A recent study showed that the locomotor rhythm and daily living activity were disrupted in transgenic mice expressing the human ApoE ε4 allele34. This is consistent with the notion of ApoE ε4 as a causative factor for AD, and supports our findings that ApoE deficiency leads to SCN degeneration and malfunction. In fact, mice expressing the human ApoE ε4 allele were also prone to develop sleep disruption and intermittent hypoxia35. These findings, together with our results, strongly suggest that abnormal ApoE expressions seen in the familial and sporadic AD result in CRDs.

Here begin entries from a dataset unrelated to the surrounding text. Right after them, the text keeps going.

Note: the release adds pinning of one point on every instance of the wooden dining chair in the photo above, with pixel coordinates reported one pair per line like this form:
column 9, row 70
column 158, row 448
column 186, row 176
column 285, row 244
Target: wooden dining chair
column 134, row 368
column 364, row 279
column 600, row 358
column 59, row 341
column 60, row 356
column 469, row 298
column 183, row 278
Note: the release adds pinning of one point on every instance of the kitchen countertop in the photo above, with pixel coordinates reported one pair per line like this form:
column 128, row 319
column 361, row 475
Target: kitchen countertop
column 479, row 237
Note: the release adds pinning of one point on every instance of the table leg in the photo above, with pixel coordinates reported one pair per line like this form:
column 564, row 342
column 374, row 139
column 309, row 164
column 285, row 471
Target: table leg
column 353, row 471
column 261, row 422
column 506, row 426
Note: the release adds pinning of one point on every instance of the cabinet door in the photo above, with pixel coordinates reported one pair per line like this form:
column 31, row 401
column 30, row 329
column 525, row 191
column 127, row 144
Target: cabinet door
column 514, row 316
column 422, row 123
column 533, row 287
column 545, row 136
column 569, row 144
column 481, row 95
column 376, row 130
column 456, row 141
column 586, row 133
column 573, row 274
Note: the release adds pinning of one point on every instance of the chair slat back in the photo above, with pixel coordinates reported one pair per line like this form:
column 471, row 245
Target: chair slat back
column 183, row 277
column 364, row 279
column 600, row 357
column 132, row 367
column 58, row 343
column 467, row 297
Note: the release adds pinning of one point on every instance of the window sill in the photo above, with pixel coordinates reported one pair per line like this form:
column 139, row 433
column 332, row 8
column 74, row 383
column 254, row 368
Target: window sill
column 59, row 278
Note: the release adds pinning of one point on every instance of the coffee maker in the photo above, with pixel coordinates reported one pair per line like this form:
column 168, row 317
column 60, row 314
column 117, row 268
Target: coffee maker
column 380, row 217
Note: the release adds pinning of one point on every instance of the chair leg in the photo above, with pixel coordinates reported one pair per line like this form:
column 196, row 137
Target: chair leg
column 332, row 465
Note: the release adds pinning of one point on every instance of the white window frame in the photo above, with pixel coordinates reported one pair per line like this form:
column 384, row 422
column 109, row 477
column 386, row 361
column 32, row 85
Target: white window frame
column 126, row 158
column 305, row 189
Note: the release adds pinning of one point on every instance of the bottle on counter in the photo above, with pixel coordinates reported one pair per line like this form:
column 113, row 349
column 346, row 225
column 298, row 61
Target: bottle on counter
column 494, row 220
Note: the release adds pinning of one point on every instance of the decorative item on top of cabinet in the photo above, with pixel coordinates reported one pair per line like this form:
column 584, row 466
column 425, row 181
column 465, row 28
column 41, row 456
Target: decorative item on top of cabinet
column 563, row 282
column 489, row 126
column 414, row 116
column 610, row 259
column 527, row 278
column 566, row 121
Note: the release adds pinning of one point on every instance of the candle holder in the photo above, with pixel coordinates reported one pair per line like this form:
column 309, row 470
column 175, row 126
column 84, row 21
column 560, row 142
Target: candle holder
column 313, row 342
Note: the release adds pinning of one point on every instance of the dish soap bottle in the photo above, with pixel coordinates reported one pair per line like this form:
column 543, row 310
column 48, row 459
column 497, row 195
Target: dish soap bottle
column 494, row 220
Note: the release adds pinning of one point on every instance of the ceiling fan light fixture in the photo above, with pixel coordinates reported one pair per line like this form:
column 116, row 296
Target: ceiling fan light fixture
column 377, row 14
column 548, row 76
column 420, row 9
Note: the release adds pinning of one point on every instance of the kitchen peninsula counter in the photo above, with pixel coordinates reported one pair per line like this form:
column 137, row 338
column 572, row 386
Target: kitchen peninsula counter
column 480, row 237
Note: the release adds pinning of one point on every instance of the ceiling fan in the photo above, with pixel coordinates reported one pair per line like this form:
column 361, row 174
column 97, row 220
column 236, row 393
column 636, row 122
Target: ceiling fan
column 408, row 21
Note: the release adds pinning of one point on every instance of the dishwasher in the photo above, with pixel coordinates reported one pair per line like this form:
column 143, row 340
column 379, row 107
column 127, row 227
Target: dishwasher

Secondly, we found that the reduced expression of melanopsin in the RGCs and ultrastructural deterioration in the SCN, especially the mitochondria and synapse, were two major neuropathic mechanisms accounting for the decreased light sensing/entrainment and SCN dysfunction in ApoE−/− mice. Notably, significant Aβ and tau deposition was found in the retina, SCN and hippocampus in young aged ApoE−/− mice, providing proof that ApoE−/− mice are prone to develop neurodegeneration.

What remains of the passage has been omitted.